During parliamentary discussions of the draft Finance Law, a 7% increase was mentioned, though subsequent interpretations referenced inflation at around 5%, suggesting that any raise would likely not fall below that threshold. However, no official authority has confirmed these estimates.
Call for clearer implementation
Dahmane emphasized that authorities remain cautious about announcing specific rates or amounts. Even if a percentage is eventually set, he recommends defining the financial effect through a formal decree — potentially with retroactive effect — to avoid uncertainty.
He also highlighted the need for transparent distribution across professions and sectors, a task expected to fall to technical committees based on the allocations that the Ministry of Finance will include in the state budget.
Limited prospects for social dialogue
For the public sector, the state will bear responsibility for implementing the measure, likely without prior social negotiations.
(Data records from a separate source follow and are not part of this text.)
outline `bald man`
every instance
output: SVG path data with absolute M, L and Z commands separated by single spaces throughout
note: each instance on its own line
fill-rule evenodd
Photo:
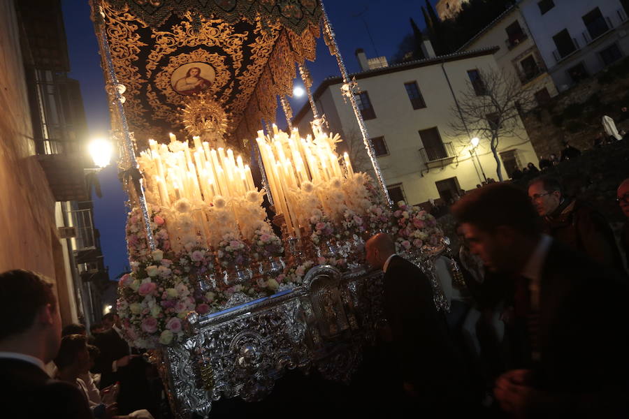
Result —
M 621 245 L 625 252 L 625 260 L 627 262 L 627 268 L 629 270 L 629 178 L 621 183 L 616 191 L 618 205 L 620 205 L 623 214 L 627 217 L 627 221 L 623 227 L 621 233 Z
M 366 248 L 367 262 L 384 272 L 384 314 L 400 384 L 422 409 L 458 409 L 469 397 L 468 377 L 445 318 L 435 307 L 428 277 L 396 254 L 386 234 L 373 236 Z

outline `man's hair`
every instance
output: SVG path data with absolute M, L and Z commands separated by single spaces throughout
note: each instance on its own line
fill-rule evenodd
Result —
M 493 183 L 475 189 L 454 204 L 451 211 L 458 222 L 484 231 L 493 232 L 500 226 L 526 235 L 540 231 L 539 217 L 528 196 L 508 184 Z
M 89 358 L 93 360 L 101 355 L 101 350 L 95 345 L 87 345 L 87 352 L 89 353 Z
M 55 358 L 55 365 L 59 369 L 71 365 L 81 351 L 87 345 L 87 337 L 85 335 L 68 335 L 62 339 L 59 352 Z
M 50 304 L 57 307 L 53 284 L 43 277 L 24 270 L 0 274 L 0 341 L 24 332 L 33 325 L 37 311 Z
M 85 325 L 79 323 L 70 323 L 65 328 L 62 329 L 62 336 L 67 336 L 68 335 L 85 335 Z
M 537 183 L 541 183 L 542 186 L 544 186 L 544 190 L 547 192 L 554 192 L 557 191 L 561 195 L 563 195 L 563 188 L 561 187 L 561 182 L 559 182 L 559 179 L 556 177 L 553 177 L 551 176 L 540 176 L 540 177 L 535 177 L 530 182 L 528 182 L 528 186 L 534 185 Z

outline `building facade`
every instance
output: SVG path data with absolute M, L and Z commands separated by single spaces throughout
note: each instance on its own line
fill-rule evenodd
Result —
M 351 75 L 360 87 L 356 98 L 394 201 L 418 204 L 441 198 L 447 203 L 485 177 L 498 179 L 489 144 L 481 140 L 474 149 L 468 135 L 454 135 L 450 128 L 452 110 L 461 92 L 469 88 L 470 74 L 497 68 L 495 51 L 433 57 Z M 345 144 L 340 147 L 349 150 L 352 164 L 368 171 L 358 124 L 341 94 L 341 84 L 338 78 L 324 80 L 314 94 L 315 103 L 330 131 L 343 138 Z M 312 110 L 305 105 L 294 125 L 308 131 L 312 119 Z M 528 162 L 537 165 L 523 128 L 516 137 L 502 138 L 498 152 L 505 178 Z
M 629 53 L 628 0 L 521 0 L 516 7 L 559 91 Z
M 100 319 L 106 284 L 85 168 L 87 124 L 57 0 L 0 3 L 0 272 L 52 280 L 64 323 Z M 92 237 L 92 240 L 89 240 Z
M 522 89 L 542 105 L 556 96 L 557 89 L 518 5 L 514 5 L 464 44 L 460 51 L 498 47 L 494 54 L 500 71 L 516 79 Z

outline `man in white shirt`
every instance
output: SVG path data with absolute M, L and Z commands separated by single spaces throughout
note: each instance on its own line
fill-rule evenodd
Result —
M 61 317 L 52 284 L 31 272 L 0 274 L 0 412 L 3 418 L 91 419 L 79 390 L 51 379 Z

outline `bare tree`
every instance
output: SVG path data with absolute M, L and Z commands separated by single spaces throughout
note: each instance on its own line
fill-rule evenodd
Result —
M 367 154 L 361 131 L 356 128 L 352 128 L 348 129 L 345 134 L 345 137 L 342 137 L 342 141 L 338 143 L 339 154 L 347 153 L 354 171 L 372 174 L 373 168 Z
M 451 133 L 470 141 L 486 140 L 496 160 L 496 172 L 502 181 L 498 145 L 503 137 L 521 138 L 524 132 L 520 113 L 535 106 L 530 92 L 516 77 L 498 69 L 470 73 L 470 81 L 457 95 L 451 109 Z

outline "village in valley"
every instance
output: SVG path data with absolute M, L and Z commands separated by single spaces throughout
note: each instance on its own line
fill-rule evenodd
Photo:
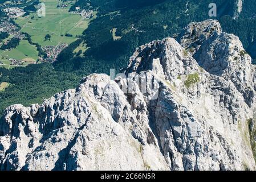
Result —
M 95 11 L 92 9 L 84 10 L 80 9 L 79 7 L 75 7 L 75 11 L 68 11 L 68 9 L 70 7 L 70 3 L 72 2 L 72 1 L 67 1 L 67 2 L 66 1 L 64 2 L 62 2 L 60 0 L 56 1 L 59 1 L 59 3 L 56 6 L 56 9 L 60 9 L 60 10 L 63 9 L 67 10 L 66 12 L 68 12 L 68 13 L 71 15 L 78 15 L 81 17 L 79 19 L 79 22 L 74 24 L 74 26 L 80 24 L 80 22 L 82 20 L 88 22 L 89 19 L 93 18 L 94 15 L 95 14 Z M 87 6 L 90 6 L 90 3 L 88 3 Z M 21 57 L 21 59 L 17 59 L 14 57 L 12 57 L 11 53 L 12 53 L 13 49 L 17 49 L 17 47 L 1 50 L 2 49 L 1 47 L 3 46 L 7 45 L 14 38 L 18 39 L 19 41 L 26 41 L 26 46 L 27 46 L 27 44 L 29 46 L 29 44 L 31 44 L 31 42 L 33 42 L 34 40 L 31 39 L 30 36 L 29 38 L 28 35 L 29 35 L 30 32 L 27 32 L 24 31 L 24 30 L 27 30 L 31 26 L 32 30 L 34 31 L 36 31 L 37 30 L 38 30 L 38 31 L 41 30 L 43 30 L 43 29 L 40 27 L 32 27 L 31 26 L 30 26 L 30 24 L 32 24 L 32 20 L 34 20 L 35 19 L 36 19 L 36 21 L 38 21 L 42 20 L 43 17 L 39 17 L 39 18 L 38 18 L 37 17 L 36 12 L 30 12 L 30 13 L 27 13 L 27 12 L 25 12 L 22 7 L 6 7 L 2 9 L 2 11 L 5 13 L 6 17 L 1 19 L 0 20 L 0 34 L 1 32 L 6 32 L 9 36 L 4 40 L 1 40 L 0 39 L 0 67 L 1 65 L 19 67 L 25 66 L 29 64 L 36 64 L 42 62 L 53 63 L 56 60 L 59 54 L 64 48 L 68 47 L 70 43 L 71 43 L 71 42 L 65 42 L 65 36 L 67 36 L 66 39 L 70 42 L 71 40 L 69 39 L 72 38 L 75 40 L 76 39 L 76 37 L 78 36 L 78 35 L 72 35 L 69 32 L 66 32 L 64 35 L 59 35 L 58 36 L 60 37 L 59 40 L 62 40 L 61 39 L 63 39 L 63 40 L 62 40 L 62 41 L 61 42 L 56 42 L 56 45 L 54 45 L 52 42 L 52 39 L 54 39 L 53 38 L 52 39 L 49 39 L 47 41 L 44 40 L 42 45 L 41 45 L 40 42 L 33 42 L 33 44 L 31 45 L 31 46 L 36 46 L 37 47 L 37 48 L 34 50 L 34 51 L 38 52 L 37 59 L 34 60 L 34 61 L 31 61 L 32 59 L 29 57 L 30 55 L 28 55 L 27 54 L 24 54 L 25 58 Z M 32 15 L 30 15 L 30 14 Z M 78 19 L 78 18 L 77 19 Z M 22 23 L 22 24 L 19 23 L 19 22 L 22 22 L 22 21 L 25 21 L 26 19 L 27 19 L 27 23 Z M 72 27 L 71 28 L 72 30 Z M 42 31 L 42 30 L 40 31 Z M 45 31 L 46 32 L 47 32 L 47 33 L 50 32 L 50 31 L 46 31 L 46 30 L 43 30 L 43 31 Z M 81 32 L 81 34 L 82 32 Z M 51 34 L 52 36 L 57 35 L 56 33 L 51 33 L 50 34 Z M 48 35 L 48 34 L 47 35 Z M 56 38 L 54 39 L 56 39 Z M 47 45 L 47 44 L 48 44 L 48 45 Z M 38 52 L 39 48 L 40 48 L 40 52 Z M 36 49 L 38 49 L 37 51 Z M 8 51 L 10 52 L 10 53 L 7 53 Z M 28 59 L 26 58 L 26 57 L 27 57 Z M 26 60 L 30 60 L 29 64 L 28 63 L 26 63 Z

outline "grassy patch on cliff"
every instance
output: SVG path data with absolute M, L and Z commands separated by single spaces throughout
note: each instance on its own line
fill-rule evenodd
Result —
M 194 84 L 200 81 L 199 75 L 197 73 L 188 75 L 186 80 L 185 81 L 185 86 L 187 88 L 189 88 Z

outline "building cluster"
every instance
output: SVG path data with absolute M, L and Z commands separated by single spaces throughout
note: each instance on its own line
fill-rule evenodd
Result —
M 25 14 L 23 10 L 18 7 L 8 7 L 3 9 L 3 11 L 6 13 L 8 16 L 11 18 L 18 18 Z
M 73 14 L 79 14 L 81 15 L 81 16 L 87 19 L 92 18 L 94 16 L 93 10 L 80 10 L 80 8 L 78 7 L 76 8 L 76 11 L 71 11 L 70 13 Z
M 0 32 L 7 32 L 9 34 L 13 35 L 13 37 L 21 40 L 25 38 L 25 36 L 19 31 L 18 27 L 7 20 L 0 22 Z
M 47 57 L 46 59 L 39 59 L 41 61 L 47 61 L 53 63 L 57 59 L 59 54 L 67 47 L 68 44 L 62 43 L 57 46 L 49 46 L 42 47 L 43 51 L 46 53 Z

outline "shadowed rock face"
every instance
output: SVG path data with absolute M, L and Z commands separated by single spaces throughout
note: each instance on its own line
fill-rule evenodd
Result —
M 255 169 L 250 57 L 215 20 L 190 24 L 178 42 L 138 48 L 128 78 L 92 75 L 42 105 L 7 108 L 0 169 Z

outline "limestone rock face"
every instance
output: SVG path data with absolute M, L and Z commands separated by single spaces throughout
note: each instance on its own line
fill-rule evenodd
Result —
M 255 169 L 255 67 L 216 20 L 0 122 L 1 170 Z M 180 43 L 178 43 L 180 42 Z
Dahmane pointed out that no social dialogue preceded the decision to enshrine the increases in the 2026–2028 Finance Law, making further negotiations over distribution unlikely.
In the private sector, however, consultations with employers remain necessary under sectoral agreements that govern discussions between the government and social partners.
Government to determine the timeline
Dahmane concluded that the Tunisian government, which approved the increases in principle, will ultimately decide the effective date based on the funds allocated in the state budget. As such, references to a January rollout are interpretative; the raises could just as easily begin mid-year or even in the final quarter, pending the regulatory decree from the Ministry of Social Affairs.